Lewis-Sumner Syndrome: Clinical Presentation and Motor Involvement
The Lewis-Sumner variant of CIDP typically does not present with pure motor axonal involvement with onset in the lower limbs. Instead, it characteristically presents with asymmetric, predominantly distal involvement of the upper limbs with both sensory and motor features, or sometimes purely sensory symptoms initially 1, 2.

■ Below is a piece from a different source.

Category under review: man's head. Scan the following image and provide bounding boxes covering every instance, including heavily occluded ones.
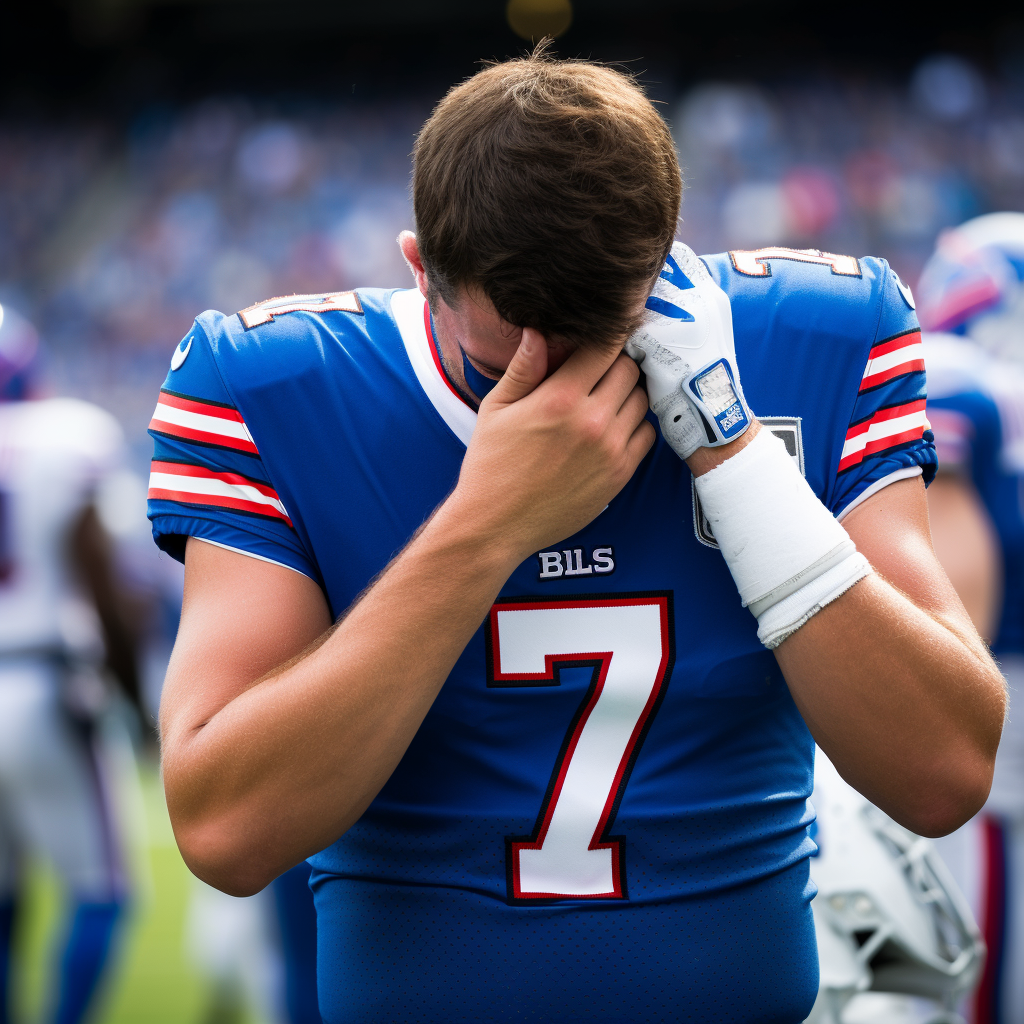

Typical Clinical Presentation of Lewis-Sumner Syndrome
- Lewis-Sumner syndrome (LSS) is considered an asymmetric variant of chronic inflammatory demyelinating polyneuropathy (CIDP) 3, 1
- Initial symptoms typically start in the distal part of an upper limb in approximately 70% of patients 2
- Presentation is sensorimotor in 65% and purely sensory in 35% of patients at onset 2
- Distal involvement predominates, with subsequent lower limb involvement occurring in less than 40% of cases 1
- Pain is reported as a feature in about 20% of patients 1
Electrophysiological Features
- LSS is characterized by the presence of motor conduction blocks in arm nerves in about 90% of cases 1
- The electrophysiological pattern suggests focal motor fiber demyelination rather than axonal involvement 2
- Sensory fiber involvement is typically widespread 2
- Abnormal distal sensory potentials are found in 87% of patients 2
Distinguishing Features from Other CIDP Variants
- LSS differs from pure motor CIDP, which presents with selective involvement of motor fibers without sensory symptoms 4
- Unlike the paraparetic variant of GBS that affects the lower limbs, LSS predominantly affects the upper limbs 3
- LSS can be distinguished from multifocal motor neuropathy (MMN) by the presence of sensory involvement and absence of anti-GM1 antibodies 2
Disease Course and Progression
- The course is typically chronic progressive in 71% of patients and relapsing-remitting in others 2
- During follow-up, approximately half of patients progress with a multifocal pattern, maintaining a distribution similar to the initial presentation 2
- The other half show progression to other limbs, suggesting evolution into a more diffuse neuropathy sharing similarities with typical CIDP 2
- LSS patients have a less favorable therapeutic response rate and long-term outcomes compared to other CIDP variants 5
Treatment Response
- Over 80% of treated LSS patients respond to immune-mediated therapy 1
- Intravenous immunoglobulin (IVIG) may be more effective than steroids for LSS 1
- Approximately 54% of patients respond to IVIG compared to 33% who respond to oral steroids 2
- Some patients (40%) may eventually stabilize without treatment 1
Clinical Pitfalls and Considerations
- LSS may initially present with purely sensory symptoms and later develop motor involvement, making early diagnosis challenging 6
- The asymmetric nature of symptoms can lead to misdiagnosis as a focal compressive neuropathy 3
- CSF protein levels are raised in only about 40% of cases, which is less frequent than in other CIDP variants 1, 5
- The upper-limb-onset variant of LSS may represent a separate entity from other asymmetric forms of CIDP 1
In conclusion, while Lewis-Sumner syndrome shares features with other inflammatory neuropathies, its characteristic presentation involves asymmetric upper limb involvement with sensory or sensorimotor features, rather than pure motor axonal involvement with lower limb onset.